How “Zero” is “Zero Tolerance”?

On October 28th, a student was suspended for… doing the right thing.

An anonymous student in our very city (school unknown) was handed a boxcutter on the bus, with the ‘gifter’ running off before she could refuse. Going with the best option, the student turned the tool into staff, a move seen as the right thing. She was suspended for five days.

Unfortunately, the situation, with further context, only gets worse.

The student would be suspended during finals week, setting her detrimentally behind her otherwise excelling grades. Additionally, the suspension threatened her dreams of getting into the Air Force Academy and becoming one of the world’s youngest fighter pilots.

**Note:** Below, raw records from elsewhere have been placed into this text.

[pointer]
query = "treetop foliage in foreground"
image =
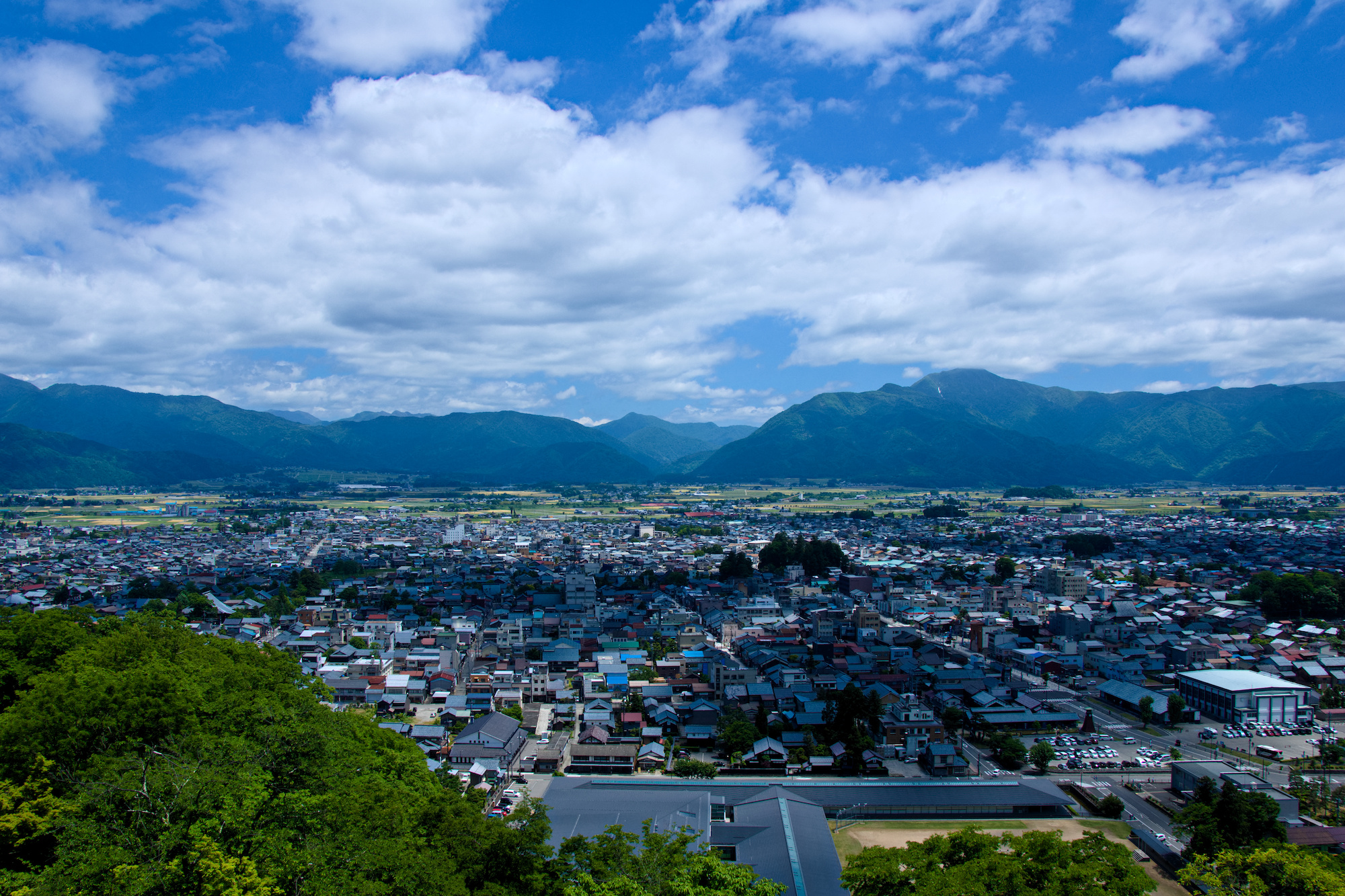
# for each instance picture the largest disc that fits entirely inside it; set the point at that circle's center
(1270, 870)
(142, 759)
(973, 862)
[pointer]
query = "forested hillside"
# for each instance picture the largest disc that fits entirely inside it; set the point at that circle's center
(139, 758)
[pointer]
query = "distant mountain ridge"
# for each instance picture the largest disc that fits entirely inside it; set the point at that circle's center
(972, 427)
(489, 446)
(669, 443)
(36, 459)
(958, 427)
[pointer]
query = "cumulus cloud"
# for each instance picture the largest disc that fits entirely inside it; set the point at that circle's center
(984, 85)
(1180, 34)
(389, 36)
(57, 95)
(888, 34)
(1132, 132)
(1286, 128)
(118, 14)
(454, 247)
(1168, 386)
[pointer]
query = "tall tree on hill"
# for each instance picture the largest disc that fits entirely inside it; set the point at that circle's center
(735, 565)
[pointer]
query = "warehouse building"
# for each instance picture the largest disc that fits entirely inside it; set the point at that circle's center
(1187, 775)
(781, 827)
(1241, 696)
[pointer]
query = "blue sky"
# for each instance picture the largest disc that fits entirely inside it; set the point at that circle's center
(703, 210)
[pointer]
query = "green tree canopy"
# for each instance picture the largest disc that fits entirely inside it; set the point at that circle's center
(619, 862)
(1266, 872)
(1089, 544)
(1297, 595)
(816, 556)
(695, 768)
(1229, 818)
(1042, 755)
(141, 758)
(736, 565)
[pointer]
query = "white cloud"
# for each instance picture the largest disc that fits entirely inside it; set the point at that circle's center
(387, 37)
(888, 34)
(443, 247)
(984, 85)
(1286, 130)
(1168, 386)
(1180, 34)
(531, 76)
(1132, 132)
(119, 14)
(59, 95)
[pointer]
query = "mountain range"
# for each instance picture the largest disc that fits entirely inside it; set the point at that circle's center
(952, 428)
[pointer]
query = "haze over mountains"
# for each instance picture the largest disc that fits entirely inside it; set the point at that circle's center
(958, 427)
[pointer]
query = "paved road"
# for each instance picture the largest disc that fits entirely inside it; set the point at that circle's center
(1141, 813)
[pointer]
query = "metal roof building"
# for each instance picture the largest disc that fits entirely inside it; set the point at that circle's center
(779, 826)
(1241, 696)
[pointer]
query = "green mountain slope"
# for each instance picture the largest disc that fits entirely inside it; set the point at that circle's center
(572, 462)
(906, 438)
(36, 459)
(471, 443)
(665, 447)
(149, 421)
(462, 443)
(1190, 435)
(712, 435)
(1292, 467)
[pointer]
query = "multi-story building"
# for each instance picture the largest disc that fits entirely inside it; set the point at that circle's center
(1243, 696)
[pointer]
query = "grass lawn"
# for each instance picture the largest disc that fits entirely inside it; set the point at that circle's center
(1121, 830)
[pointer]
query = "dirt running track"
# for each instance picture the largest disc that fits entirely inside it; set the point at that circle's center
(874, 834)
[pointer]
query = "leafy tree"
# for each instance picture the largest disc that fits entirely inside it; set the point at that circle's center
(736, 565)
(972, 861)
(1089, 544)
(1042, 755)
(1058, 493)
(176, 763)
(1230, 818)
(736, 733)
(695, 768)
(619, 862)
(1292, 870)
(348, 568)
(814, 556)
(1297, 595)
(1112, 806)
(1008, 749)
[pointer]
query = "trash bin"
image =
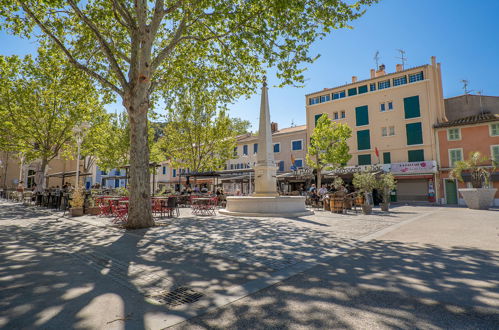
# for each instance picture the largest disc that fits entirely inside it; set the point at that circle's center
(393, 195)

Thankfully, after the story reached widespread news coverage, the school revoked the action and its record. However, this series of events still calls to question various issues — the most prominent being that the school only went back on the decision after the public got ahold of it and sparked mass protest. One should not need mass protests to revoke a bad decision. To have this issue happen at all is scary for any good samaritan student, who wants to simply make the responsible actions that every school pushes.

This issue also calls into question the validity of implementing the zero-tolerance policy, where there are no exceptions to the rules, even for the betterment of the student body. Just as the zero-tolerance policy should have been changed immediately, reforms, or at least a check, should be made to make sure staff are abiding by the rules and responsibilities they tell to students.